Une évaluation du "coût d'existence"
de la communauté d'agglomération

Les conclusions
Les questions ; comment l'agglomération se finance, pourquoi il aurait mieux valu qu'elle crée un nouvel impôt
La définition et le calcul

Sur ce sujet sensible - puisqu'il touche aux relations entre les communes et la communauté, c'est à dire en fait, à l'avenir des communes - merci au lecteur de nous faire part de ses observations, de ses critiques, des corrections qu'il convient d'apporter - car malgré toutes les précautions, nul n'est tout à fait préservé de l'erreur.

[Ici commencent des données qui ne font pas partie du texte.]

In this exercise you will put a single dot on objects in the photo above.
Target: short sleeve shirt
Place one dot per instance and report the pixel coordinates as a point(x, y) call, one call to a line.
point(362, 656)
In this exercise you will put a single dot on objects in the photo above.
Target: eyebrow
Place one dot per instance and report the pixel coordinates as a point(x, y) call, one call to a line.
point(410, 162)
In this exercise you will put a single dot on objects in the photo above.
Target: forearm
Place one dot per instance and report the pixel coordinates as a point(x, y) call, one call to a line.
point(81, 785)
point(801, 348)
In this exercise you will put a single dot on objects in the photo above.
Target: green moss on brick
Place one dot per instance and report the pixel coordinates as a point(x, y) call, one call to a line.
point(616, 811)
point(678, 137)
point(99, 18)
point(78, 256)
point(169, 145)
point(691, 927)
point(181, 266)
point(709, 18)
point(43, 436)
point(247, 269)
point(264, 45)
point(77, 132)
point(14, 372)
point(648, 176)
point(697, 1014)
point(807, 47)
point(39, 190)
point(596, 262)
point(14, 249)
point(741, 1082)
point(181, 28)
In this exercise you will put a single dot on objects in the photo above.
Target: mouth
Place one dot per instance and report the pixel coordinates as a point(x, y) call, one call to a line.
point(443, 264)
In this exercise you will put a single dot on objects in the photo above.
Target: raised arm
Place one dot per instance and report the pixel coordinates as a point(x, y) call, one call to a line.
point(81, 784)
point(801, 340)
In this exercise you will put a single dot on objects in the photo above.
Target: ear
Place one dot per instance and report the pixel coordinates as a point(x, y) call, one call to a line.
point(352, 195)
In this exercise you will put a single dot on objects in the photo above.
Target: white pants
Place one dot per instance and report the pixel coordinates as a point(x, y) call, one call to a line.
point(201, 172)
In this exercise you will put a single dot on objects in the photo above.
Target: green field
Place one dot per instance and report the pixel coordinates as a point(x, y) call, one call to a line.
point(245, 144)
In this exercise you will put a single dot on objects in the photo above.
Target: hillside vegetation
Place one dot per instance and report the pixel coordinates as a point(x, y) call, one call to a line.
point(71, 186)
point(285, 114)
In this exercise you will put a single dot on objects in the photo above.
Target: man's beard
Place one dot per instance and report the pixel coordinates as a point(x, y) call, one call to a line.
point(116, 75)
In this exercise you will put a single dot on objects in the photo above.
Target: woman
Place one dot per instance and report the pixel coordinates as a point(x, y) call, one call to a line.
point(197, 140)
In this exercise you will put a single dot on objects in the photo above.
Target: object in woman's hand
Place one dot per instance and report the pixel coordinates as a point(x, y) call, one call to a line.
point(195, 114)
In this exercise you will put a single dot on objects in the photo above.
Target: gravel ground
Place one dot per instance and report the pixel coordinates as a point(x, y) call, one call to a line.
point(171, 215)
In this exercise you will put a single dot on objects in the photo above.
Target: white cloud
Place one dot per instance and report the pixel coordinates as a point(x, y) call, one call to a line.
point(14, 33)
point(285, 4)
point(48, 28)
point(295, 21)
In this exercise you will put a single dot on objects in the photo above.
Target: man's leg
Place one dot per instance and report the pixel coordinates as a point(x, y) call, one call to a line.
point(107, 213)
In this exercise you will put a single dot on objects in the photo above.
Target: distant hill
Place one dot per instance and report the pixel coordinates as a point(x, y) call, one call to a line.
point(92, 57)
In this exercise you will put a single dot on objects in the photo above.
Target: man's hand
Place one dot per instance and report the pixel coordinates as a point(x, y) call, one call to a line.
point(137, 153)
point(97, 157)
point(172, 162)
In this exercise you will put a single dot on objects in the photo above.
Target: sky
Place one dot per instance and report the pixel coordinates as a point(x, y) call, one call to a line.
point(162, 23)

Nous calculons en effet que le coût d'existence de la communauté d'agglomération est de l'ordre de 15 % des impôts perçus par les communes sur les ménages. Est-ce exact ? Sinon, où est l'erreur ?
 

En deux mots : l'aisance financière de la communauté d'agglomération (CAVO) : la CAVO touche la TP (taxe professionnelle) et une DGF (dotation générale de fonctionnement, versée par l'Etat). Elle reverse aux communes ce que celles-ci touchaient de TP avant la création de la CAVO, diminué de ce qu'elles dépensaient pour les services transférés à la CAVO ; cette somme n'est pas réévaluée. Il reste donc à la CAVO 1- ce que dépensaient  les communes pour les services transférés  2- la DGF et 3- l'augmentation de la TP. Il y a aussi quelques subventions de fonctionnement ; oublions-les pour simplifier.
En plus de ce que dépensaient les communes, la CAVO dispose donc de la DGF et de l'augmentation de la TP. Elle peut reverser aux communes une "dotation de solidarité communautaire" (DSC) qui s'ajoute à ce qu'elle est obligée de leur reverser. De fait, cette DSC est très faible.
La DGF fut au départ de 6 M€ (millions d'euros) et est passée à 5 M€ ; la TP était en 2000 de 31 M€ ; si l'augmentation de la TP est de 4 % par an (je ne la connais pas précisément), cela fait 1,2 M€/an de plus par an, soit 7 M€/an au bout de six ans. La CAVO dipose donc de 12 M€/an pour dépenser plus que ce que dépensaient les communes pour les services transférés, pour financer ses investissements et pour verser aux communes une DSC.

Définition du coût d'existence

La Communauté d'agglomération remplit des fonctions qui étaient auparavant assurées par les communes. Nous appellerons "coût d'existence" de la communauté la différence entre ses dépenses de fonctionnement et les crédits que les communes engageaient pour l'accomplissement de ces missions. On nous avait dit que la création d'une communauté d'agglomératin permettrait d'obtenir des effets d'échelle et des progrès d'efficacité. Dans ce cas, pour rendre les mêmes services, la communauté d'agglomération dépenserait moins que les communes :  son "coût d'existence" serait négatif. On en est loin : jugez en !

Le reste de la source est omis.